- W 1976 r. zacząłem studia na Uniwersytecie Jagiellońskim, pamiętam Bronisława Wildsteina z tamtych lat. Pamiętam śmierć Pyjasa - mówił Wojciech Nowak.
Scenariusz do spektaklu Teatru Telewizji Polskiej napisał Wojciech Tomczyk. Powieść Bronisława Wildsteina "Dolina nicości" opowiada o spotkaniu po latach dawnych przyjaciół. Daniel Struna, przywódca grupy walczącej z komuną, został złamany przez Służbę Bezpieczeństwa, nienawidzi się za to, a swój ból topi w alkoholu. Nie podejrzewa on, że jego dawny kolega, obecnie znany dziennikarz, Jan Return, sam przeszedł na stronę wroga. Struna prosi Returna, żeby opublikował jego wiersze.
W dyskusji z publicznością festiwalu Teatru Polskiego Radia i Teatru Telewizji Polskiej, oprócz reżysera, wzięli udział: Monika Kwiatkowska-Dejczer (Regina), Mariusz Wojciechowski (Struna) i Mariusz Bonaszewski (Leon).
- To był bardzo przygnębiający spektakl, zabrakło mi w nim nadziei - powiedział jeden z uczestników spotkania.
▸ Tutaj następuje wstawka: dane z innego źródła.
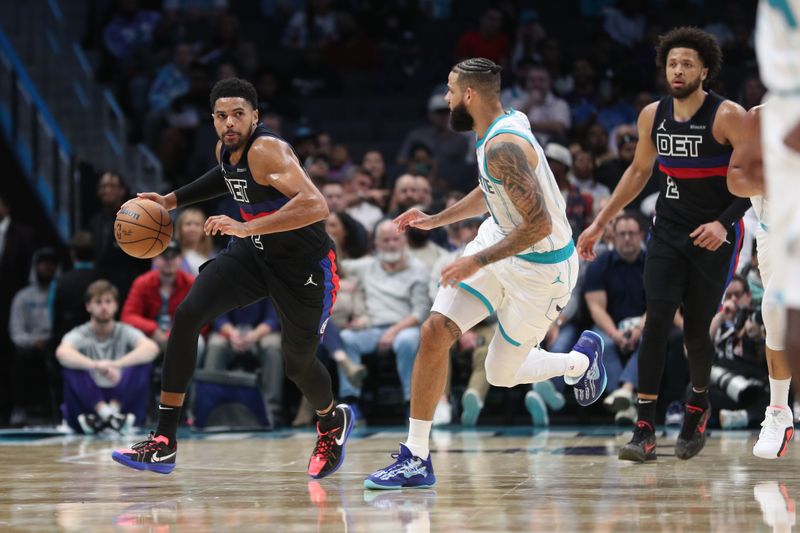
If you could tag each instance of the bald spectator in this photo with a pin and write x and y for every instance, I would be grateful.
(396, 296)
(549, 115)
(404, 196)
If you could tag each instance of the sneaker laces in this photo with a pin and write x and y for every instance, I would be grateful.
(772, 428)
(149, 445)
(324, 447)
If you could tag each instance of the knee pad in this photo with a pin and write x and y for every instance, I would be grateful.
(774, 316)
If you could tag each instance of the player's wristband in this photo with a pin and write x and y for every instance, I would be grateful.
(209, 185)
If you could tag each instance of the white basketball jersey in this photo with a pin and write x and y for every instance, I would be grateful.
(778, 45)
(505, 215)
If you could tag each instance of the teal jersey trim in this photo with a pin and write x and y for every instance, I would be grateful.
(477, 294)
(550, 258)
(485, 301)
(508, 339)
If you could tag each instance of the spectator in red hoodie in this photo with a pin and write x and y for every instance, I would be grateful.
(154, 296)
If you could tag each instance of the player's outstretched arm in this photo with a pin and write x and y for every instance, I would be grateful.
(630, 185)
(273, 164)
(511, 160)
(472, 205)
(746, 170)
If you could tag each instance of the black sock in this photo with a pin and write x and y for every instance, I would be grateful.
(647, 411)
(699, 399)
(168, 418)
(329, 420)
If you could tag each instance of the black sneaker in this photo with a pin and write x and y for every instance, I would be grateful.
(642, 446)
(692, 437)
(328, 454)
(154, 454)
(91, 423)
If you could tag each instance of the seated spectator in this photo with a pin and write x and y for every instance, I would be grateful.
(487, 41)
(579, 205)
(155, 295)
(441, 140)
(549, 115)
(582, 177)
(106, 367)
(739, 376)
(348, 235)
(361, 199)
(68, 306)
(374, 163)
(614, 292)
(30, 328)
(251, 333)
(396, 297)
(196, 246)
(113, 264)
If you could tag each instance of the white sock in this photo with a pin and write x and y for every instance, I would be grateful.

Nie zgodził się z nim Mariusz Wojciechowski, który w wyrzutach sumienia bohaterów zauważył nadzieję na to, że może być lepiej, skoro żałują swoich błędów. - Nie widzę żadnych powodów do robienia sobie nadziei - skomentował reżyser. Mówił również o karuzeli, która w jego szarym, smutnym spektaklu symbolizuje poczucie zawieszenia, brak oparcia i ciągłe powroty do przeszłości.
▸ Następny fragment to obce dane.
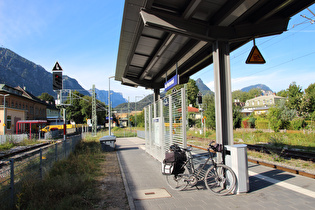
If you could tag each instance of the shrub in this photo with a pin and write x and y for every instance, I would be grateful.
(298, 123)
(262, 123)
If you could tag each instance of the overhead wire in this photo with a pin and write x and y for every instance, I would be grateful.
(266, 41)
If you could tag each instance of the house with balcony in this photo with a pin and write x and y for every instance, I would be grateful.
(260, 104)
(18, 105)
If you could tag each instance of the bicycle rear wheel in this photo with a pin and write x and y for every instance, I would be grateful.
(178, 182)
(220, 179)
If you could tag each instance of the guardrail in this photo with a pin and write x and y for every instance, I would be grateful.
(19, 170)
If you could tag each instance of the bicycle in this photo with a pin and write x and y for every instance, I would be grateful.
(219, 178)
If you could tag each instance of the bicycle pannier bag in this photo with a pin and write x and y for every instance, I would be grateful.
(167, 168)
(168, 163)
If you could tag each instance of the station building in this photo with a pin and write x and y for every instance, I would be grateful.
(16, 104)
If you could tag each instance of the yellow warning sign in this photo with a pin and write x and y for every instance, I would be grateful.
(255, 57)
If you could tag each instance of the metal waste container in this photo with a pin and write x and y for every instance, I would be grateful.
(108, 143)
(236, 158)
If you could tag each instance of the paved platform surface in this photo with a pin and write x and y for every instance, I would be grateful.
(146, 187)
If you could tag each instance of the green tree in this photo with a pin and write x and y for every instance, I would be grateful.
(280, 116)
(81, 109)
(282, 93)
(209, 110)
(244, 96)
(255, 92)
(237, 116)
(47, 97)
(192, 91)
(295, 94)
(140, 119)
(308, 101)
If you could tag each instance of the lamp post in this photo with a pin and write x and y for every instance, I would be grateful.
(109, 114)
(136, 110)
(4, 113)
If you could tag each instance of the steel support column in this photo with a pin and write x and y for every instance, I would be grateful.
(156, 94)
(223, 95)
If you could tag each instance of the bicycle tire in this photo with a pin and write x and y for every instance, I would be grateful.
(220, 180)
(178, 182)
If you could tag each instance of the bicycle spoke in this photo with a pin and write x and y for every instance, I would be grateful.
(220, 180)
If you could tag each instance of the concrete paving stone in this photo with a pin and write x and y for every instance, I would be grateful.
(144, 172)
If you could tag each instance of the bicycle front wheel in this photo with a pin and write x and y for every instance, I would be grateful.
(179, 181)
(220, 179)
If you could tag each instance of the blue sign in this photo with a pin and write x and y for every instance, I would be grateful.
(171, 83)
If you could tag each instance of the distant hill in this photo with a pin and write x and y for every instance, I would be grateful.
(18, 71)
(140, 104)
(116, 98)
(259, 86)
(203, 88)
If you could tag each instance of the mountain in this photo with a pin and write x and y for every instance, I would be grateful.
(116, 98)
(18, 71)
(139, 105)
(203, 88)
(259, 86)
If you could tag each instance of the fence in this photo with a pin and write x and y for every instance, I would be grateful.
(165, 123)
(15, 138)
(15, 172)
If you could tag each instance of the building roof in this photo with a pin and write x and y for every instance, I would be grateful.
(161, 37)
(192, 109)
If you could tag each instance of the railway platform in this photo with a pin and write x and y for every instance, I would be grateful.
(146, 187)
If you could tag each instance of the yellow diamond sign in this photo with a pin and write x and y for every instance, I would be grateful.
(255, 57)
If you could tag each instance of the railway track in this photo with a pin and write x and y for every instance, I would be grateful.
(283, 152)
(296, 154)
(9, 155)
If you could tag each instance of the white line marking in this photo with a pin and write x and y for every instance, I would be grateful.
(284, 184)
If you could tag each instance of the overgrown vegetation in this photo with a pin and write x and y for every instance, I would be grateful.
(9, 144)
(70, 184)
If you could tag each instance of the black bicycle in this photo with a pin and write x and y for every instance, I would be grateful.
(218, 178)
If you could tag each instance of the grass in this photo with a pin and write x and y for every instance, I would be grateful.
(11, 143)
(301, 141)
(70, 184)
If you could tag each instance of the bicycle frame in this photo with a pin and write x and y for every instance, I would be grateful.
(191, 166)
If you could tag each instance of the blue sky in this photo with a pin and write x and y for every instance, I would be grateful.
(83, 36)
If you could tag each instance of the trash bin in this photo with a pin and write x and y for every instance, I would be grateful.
(236, 158)
(108, 143)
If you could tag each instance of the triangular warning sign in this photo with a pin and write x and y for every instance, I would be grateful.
(255, 57)
(57, 67)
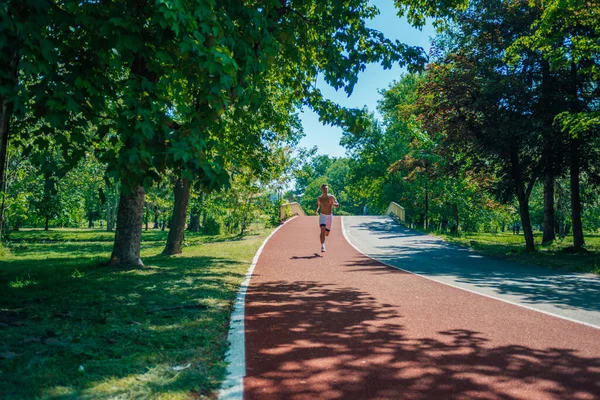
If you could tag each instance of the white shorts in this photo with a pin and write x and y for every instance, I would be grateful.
(326, 220)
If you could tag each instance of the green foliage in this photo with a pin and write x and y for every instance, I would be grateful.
(103, 333)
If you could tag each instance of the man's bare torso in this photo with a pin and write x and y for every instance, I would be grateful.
(326, 204)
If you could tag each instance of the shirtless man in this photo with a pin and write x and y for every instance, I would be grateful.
(326, 202)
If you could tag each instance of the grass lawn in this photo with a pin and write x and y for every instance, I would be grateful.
(70, 328)
(509, 246)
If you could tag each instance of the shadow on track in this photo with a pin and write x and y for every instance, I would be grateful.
(315, 255)
(430, 256)
(312, 340)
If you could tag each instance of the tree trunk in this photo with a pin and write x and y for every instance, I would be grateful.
(156, 224)
(194, 221)
(549, 229)
(575, 167)
(176, 232)
(146, 217)
(128, 236)
(578, 240)
(455, 215)
(6, 105)
(195, 216)
(523, 197)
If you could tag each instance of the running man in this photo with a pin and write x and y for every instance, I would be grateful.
(326, 201)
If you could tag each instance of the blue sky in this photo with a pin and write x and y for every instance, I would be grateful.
(327, 138)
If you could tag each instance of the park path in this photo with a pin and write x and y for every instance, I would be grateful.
(340, 325)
Mariusz Bonaszewski zagrał esbeka. - Wcieliłem się w szatana, który dokonał jednoznacznego wyboru. Mam podobną satysfakcję, niezależnie od tego czy gram człowieka dobrego, czy złego - opowiadał. - Nie dostrzegłem w tekście programu politycznego, moim zdaniem Wildstein jest wspominaczem - dodał.